Dáil debates

Thursday, 30 March 2023

Ceisteanna ó Cheannairí - Leaders' Questions

 

12:30 pm

Photo of Michael CollinsMichael Collins (Cork South West, Independent) | Oireachtas source

The O'Donovan family in Clonakilty has been in business for seven generations. Tom and Dena O'Donovan have been in business for 44 years running a viable town centre hotel with 21 bedrooms and two apartments, employing 70 people in the heart of Clonakilty. In 2007, they took out a business loan with AIB under a 30-year repayment plan. Several months later, Ireland had a bank meltdown and AIB hit the O'Donovans with changes to their repayment plan, reducing it from 30 years to 12 years. There were no negotiations whatsoever. Obviously, the O'Donovans objected to the way their repayments were changed by AIB. Anyone who has an agreed loan plan has the right to expect the bank to honour it. AIB railroaded ahead with the restructuring and a suggested five-year review. The O'Donovans sold family property to assist with the restructuring and continued to pay the new sum. Astonishingly, the O'Donovans discovered that, unknown to them, their loan had been sold to a vulture fund, Everyday Finance. AIB then closed their bank account in Clonakilty and transferred the account to Fermoy, taking it from ten doors away to 90 km away. In anyone's view this was to stop the O'Donovans from engaging with the local bank.

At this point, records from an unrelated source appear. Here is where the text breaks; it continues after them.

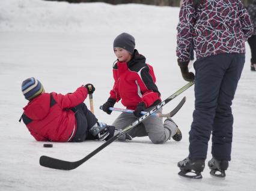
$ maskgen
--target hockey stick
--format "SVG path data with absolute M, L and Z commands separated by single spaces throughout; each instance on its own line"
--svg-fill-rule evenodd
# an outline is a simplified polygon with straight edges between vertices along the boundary
M 117 135 L 115 135 L 115 136 L 110 138 L 109 140 L 104 143 L 98 148 L 97 148 L 96 149 L 93 150 L 92 152 L 89 153 L 84 158 L 77 161 L 69 162 L 69 161 L 62 160 L 60 160 L 58 159 L 52 158 L 47 156 L 41 156 L 39 160 L 40 164 L 41 166 L 43 166 L 45 167 L 48 167 L 48 168 L 54 168 L 57 169 L 62 169 L 62 170 L 72 170 L 77 168 L 78 166 L 80 166 L 83 163 L 88 160 L 91 157 L 96 154 L 102 149 L 105 148 L 109 144 L 110 144 L 111 143 L 112 143 L 112 142 L 117 140 L 118 137 L 129 132 L 131 129 L 134 128 L 134 127 L 135 127 L 136 125 L 138 125 L 138 124 L 143 122 L 145 119 L 148 118 L 154 111 L 162 108 L 163 105 L 166 104 L 170 101 L 174 99 L 180 93 L 181 93 L 184 90 L 187 89 L 189 87 L 192 86 L 194 84 L 194 82 L 189 82 L 189 83 L 187 83 L 187 84 L 182 87 L 181 89 L 180 89 L 174 94 L 172 94 L 169 97 L 168 97 L 168 98 L 163 101 L 159 105 L 155 106 L 153 108 L 152 108 L 152 110 L 147 112 L 145 115 L 139 117 L 138 119 L 135 120 L 133 123 L 129 125 L 124 129 L 123 129 L 118 134 L 117 134 Z M 175 114 L 175 113 L 174 112 L 173 114 Z
M 180 108 L 182 105 L 183 105 L 183 104 L 184 104 L 184 102 L 186 102 L 186 97 L 184 97 L 181 101 L 180 101 L 180 102 L 178 104 L 178 105 L 181 104 L 181 105 L 180 107 L 179 108 Z M 177 106 L 178 107 L 178 106 Z M 102 110 L 102 105 L 100 106 L 100 109 Z M 109 110 L 110 111 L 120 111 L 120 112 L 125 112 L 125 113 L 133 113 L 134 110 L 129 110 L 129 109 L 123 109 L 123 108 L 119 108 L 117 107 L 109 107 Z M 174 109 L 175 110 L 175 109 Z M 169 112 L 168 113 L 166 114 L 162 114 L 162 113 L 152 113 L 152 116 L 157 116 L 158 117 L 171 117 L 171 112 Z M 147 111 L 141 111 L 141 114 L 142 116 L 145 115 L 147 113 Z
M 88 86 L 88 87 L 89 87 L 89 89 L 90 90 L 91 90 L 91 89 L 92 89 L 91 85 L 89 85 L 89 86 Z M 90 99 L 90 110 L 91 110 L 91 112 L 94 114 L 94 110 L 93 108 L 93 93 L 90 93 L 89 94 L 89 99 Z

As far as I know, by law a bank can only sell on a performing loan to a third party that offers the same facility. AIB did not do this. The O'Donovans tried to engage with Everyday Finance but it made it clear that it is not interested in piecemeal repayments, only large lump sums. At one stage it suggested throwing a few million up on the table. As the O'Donovans are unable to figure what they now owe Everyday Finance their accountant advised the family to make no further repayments. In all this time there has been no communication. The O'Donovans are led to believe the loan was purchased for approximately €365,000. To try to start engagement with Everyday Finance the O'Donovans offered €800,000. That was well over double what the loan was bought for. This was rejected by Everyday Finance. Subsequent increased offers have been rejected. No gesture to engage has been afforded to the O'Donovan family other than rejection to their offers one after another.

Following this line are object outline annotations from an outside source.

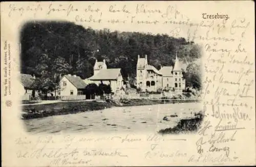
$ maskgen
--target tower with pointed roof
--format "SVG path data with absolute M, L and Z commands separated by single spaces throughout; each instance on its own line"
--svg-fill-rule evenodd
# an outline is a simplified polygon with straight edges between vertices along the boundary
M 173 79 L 174 83 L 174 89 L 175 91 L 182 91 L 183 89 L 184 84 L 183 84 L 183 79 L 182 71 L 181 70 L 181 65 L 178 59 L 177 52 L 176 52 L 176 58 L 175 64 L 173 69 Z

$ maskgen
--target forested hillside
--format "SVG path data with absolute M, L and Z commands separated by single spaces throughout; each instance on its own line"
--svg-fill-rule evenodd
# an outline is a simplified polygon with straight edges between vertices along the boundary
M 124 78 L 133 82 L 138 55 L 147 54 L 149 64 L 158 69 L 173 65 L 176 51 L 187 64 L 201 57 L 199 46 L 184 38 L 95 30 L 70 22 L 27 23 L 20 42 L 22 73 L 50 79 L 65 74 L 89 77 L 97 58 L 105 59 L 109 68 L 121 68 Z

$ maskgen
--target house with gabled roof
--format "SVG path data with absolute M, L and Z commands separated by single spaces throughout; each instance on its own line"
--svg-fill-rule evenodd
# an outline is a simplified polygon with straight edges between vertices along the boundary
M 83 94 L 87 86 L 80 77 L 70 74 L 64 75 L 60 79 L 59 84 L 61 96 Z
M 142 91 L 157 92 L 162 88 L 162 74 L 154 66 L 147 64 L 147 57 L 138 55 L 137 87 Z
M 35 97 L 35 90 L 33 88 L 33 83 L 35 77 L 29 74 L 19 74 L 18 93 L 22 97 L 23 101 L 28 101 L 31 98 Z
M 137 87 L 141 91 L 156 92 L 165 89 L 182 92 L 185 89 L 185 84 L 177 53 L 174 67 L 163 66 L 159 70 L 147 64 L 146 55 L 145 58 L 138 56 Z
M 121 68 L 108 69 L 105 60 L 102 62 L 96 60 L 94 67 L 93 76 L 86 79 L 84 82 L 94 83 L 97 85 L 100 83 L 110 85 L 112 92 L 115 94 L 119 93 L 124 89 Z

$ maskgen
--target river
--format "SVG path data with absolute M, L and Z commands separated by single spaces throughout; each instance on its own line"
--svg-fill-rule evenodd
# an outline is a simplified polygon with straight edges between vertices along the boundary
M 28 132 L 33 134 L 157 132 L 173 127 L 180 119 L 202 110 L 200 103 L 163 104 L 146 106 L 119 107 L 76 114 L 55 115 L 23 120 Z M 163 120 L 164 116 L 178 117 Z

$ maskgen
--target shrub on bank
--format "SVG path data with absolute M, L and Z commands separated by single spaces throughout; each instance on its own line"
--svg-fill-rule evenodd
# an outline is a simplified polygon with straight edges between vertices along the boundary
M 179 134 L 196 131 L 199 129 L 203 118 L 203 115 L 201 111 L 198 112 L 197 116 L 193 118 L 182 119 L 176 126 L 174 128 L 161 129 L 159 133 L 162 134 Z

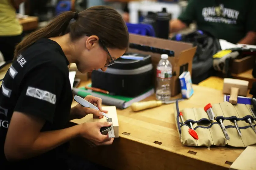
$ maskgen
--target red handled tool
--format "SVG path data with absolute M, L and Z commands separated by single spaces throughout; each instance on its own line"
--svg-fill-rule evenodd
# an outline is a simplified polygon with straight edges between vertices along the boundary
M 214 120 L 214 117 L 215 117 L 214 113 L 213 113 L 213 110 L 212 110 L 212 104 L 210 103 L 209 103 L 205 106 L 204 108 L 204 111 L 207 113 L 208 117 L 211 121 Z
M 183 116 L 182 112 L 180 112 L 179 116 L 180 117 L 180 118 L 181 119 L 181 121 L 182 122 L 181 123 L 182 124 L 184 123 L 184 121 L 183 120 L 183 118 L 182 117 Z M 192 126 L 192 123 L 191 122 L 190 123 L 190 126 L 191 127 L 191 128 L 188 129 L 188 132 L 192 137 L 197 140 L 198 139 L 198 135 L 197 135 L 197 133 L 194 130 L 194 129 L 193 128 L 193 126 Z
M 182 112 L 180 112 L 180 118 L 181 119 L 181 123 L 183 124 L 184 123 L 184 121 L 183 120 L 183 117 L 182 117 L 183 116 L 183 115 L 182 114 Z
M 191 128 L 188 129 L 188 132 L 192 137 L 197 140 L 198 139 L 198 135 L 197 135 L 197 132 L 194 130 L 192 123 L 191 122 L 189 123 L 190 123 L 190 126 Z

In 2022, a receiver was appointed who sent a representative to one of the clothing shop premises belonging to the O'Donovans, in full breach of the general data protection regulation, GDPR, and in front of customers and staff. The man, who did not identify himself, demanded that people would have to leave the building as it was in receivership. The O'Donovan family contacted the receiver to engage, simply asking what they have to pay. The only engagement they got back was a visit from the receiver with a BER engineer, a valuer and a photographer. It treated a family in business in Clonakilty for 44 years like dirt.

The O'Donovans have since received a letter demanding all incomes from tenants. In all this time the only crime of the O'Donovans was to owe too little on properties valued at little more than they owed. Their bad luck was they trusted AIB and entered a business agreement with it which AIB broke. Will the Tánaiste meet the O'Donovan family? As Tánaiste of the country and a member of the Government with a major shareholding in AIB, will he launch an immediate investigation into how the family and their business have been treated and ensure no further action takes place until the matter is thoroughly investigated?